Еще в начале студенческих лет был какой-то дальний самодеятельный поход с ночевкой в пустой избе на соломе вповалку, и давний школьный приятель, с которым не было никогда никакой любви, вдруг молча воспламенился рядом. Ей тоже стало горячо. И весело волновало невинную Ксению горячее тело, притиснутое теснотою к ней — притиснутое, прижавшееся, — и она, словно бы во сне, поворачивалась к нему, тычась лицом в его окаменевшее, горячее плечо, сонно бормоча под его дрожащими пальцами, касающимися ее волос, провожая его взглядом из-под век, когда он, не выдержав, выскочил из тесного их ряда на улицу.
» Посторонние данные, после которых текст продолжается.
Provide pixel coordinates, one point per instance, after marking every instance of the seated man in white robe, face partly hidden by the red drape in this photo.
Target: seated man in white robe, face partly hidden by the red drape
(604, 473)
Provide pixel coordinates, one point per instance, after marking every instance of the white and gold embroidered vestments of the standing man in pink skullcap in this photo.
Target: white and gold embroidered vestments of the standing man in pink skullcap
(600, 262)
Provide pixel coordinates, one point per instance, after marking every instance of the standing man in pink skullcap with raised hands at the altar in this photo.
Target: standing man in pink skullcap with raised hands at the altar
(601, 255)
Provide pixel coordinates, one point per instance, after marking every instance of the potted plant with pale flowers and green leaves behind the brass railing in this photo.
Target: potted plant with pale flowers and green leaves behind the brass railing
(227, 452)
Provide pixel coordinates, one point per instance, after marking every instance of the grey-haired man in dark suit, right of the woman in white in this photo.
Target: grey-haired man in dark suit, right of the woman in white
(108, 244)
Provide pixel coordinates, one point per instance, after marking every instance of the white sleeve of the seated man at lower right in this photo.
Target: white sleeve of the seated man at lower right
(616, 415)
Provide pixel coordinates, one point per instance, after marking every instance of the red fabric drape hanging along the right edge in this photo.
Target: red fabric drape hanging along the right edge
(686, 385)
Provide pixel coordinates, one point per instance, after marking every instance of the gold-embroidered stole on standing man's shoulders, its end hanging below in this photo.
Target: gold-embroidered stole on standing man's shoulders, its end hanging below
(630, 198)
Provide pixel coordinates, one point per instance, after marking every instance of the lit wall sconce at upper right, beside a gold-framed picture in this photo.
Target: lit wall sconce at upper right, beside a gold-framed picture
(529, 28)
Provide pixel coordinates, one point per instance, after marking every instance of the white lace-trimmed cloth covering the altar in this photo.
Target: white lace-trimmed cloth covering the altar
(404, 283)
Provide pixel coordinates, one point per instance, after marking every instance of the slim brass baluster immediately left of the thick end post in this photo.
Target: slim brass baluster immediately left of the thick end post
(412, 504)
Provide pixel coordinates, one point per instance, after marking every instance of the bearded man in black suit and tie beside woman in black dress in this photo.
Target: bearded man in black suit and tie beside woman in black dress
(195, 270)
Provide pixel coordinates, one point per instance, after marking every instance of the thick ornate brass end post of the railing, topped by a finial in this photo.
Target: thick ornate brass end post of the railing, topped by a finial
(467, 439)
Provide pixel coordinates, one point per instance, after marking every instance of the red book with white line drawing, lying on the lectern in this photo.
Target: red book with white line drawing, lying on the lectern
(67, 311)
Не потому, что юные игры были прочно забыты, а потому, что никто здесь (разве что, ушедший с подружкой Джо) не был ей нужен, она предусмотрительно пристроилась с краю, но и Пашенька тоже припоздал, привалился к ней и как бы в беспамятстве очень уж льнул, дышал в шею. Как бы тоже сонно, она развернулась на спину, но он головою упал ей на плечо и рукою жался к бедру. Пришлось уйти к костру, где сидел один Влад, вытянувший губы — не то в беззвучном свисте, не то в задумчивом уловлении тепла и света костра.
— Не заснуть, — сказала она передергиваясь. — Холодно.
Легкая улыбка скользнула по его лицу: заметил, что ли, как вжимался в нее Пашенька? Не очень приятный все-таки этот Влад — не в деда, совсем не в Илимыча.
А лес внизу — тьмою, шорохом, пахучей зябкостью. Тяжелый, мертвый час, оцепенение ума, ломота тела, жаждущего сна, тьма оставленного луной неба. Только над землей слабый свет цепочки городских, точечным пунктиром, огоньков, мертвенных в ночи.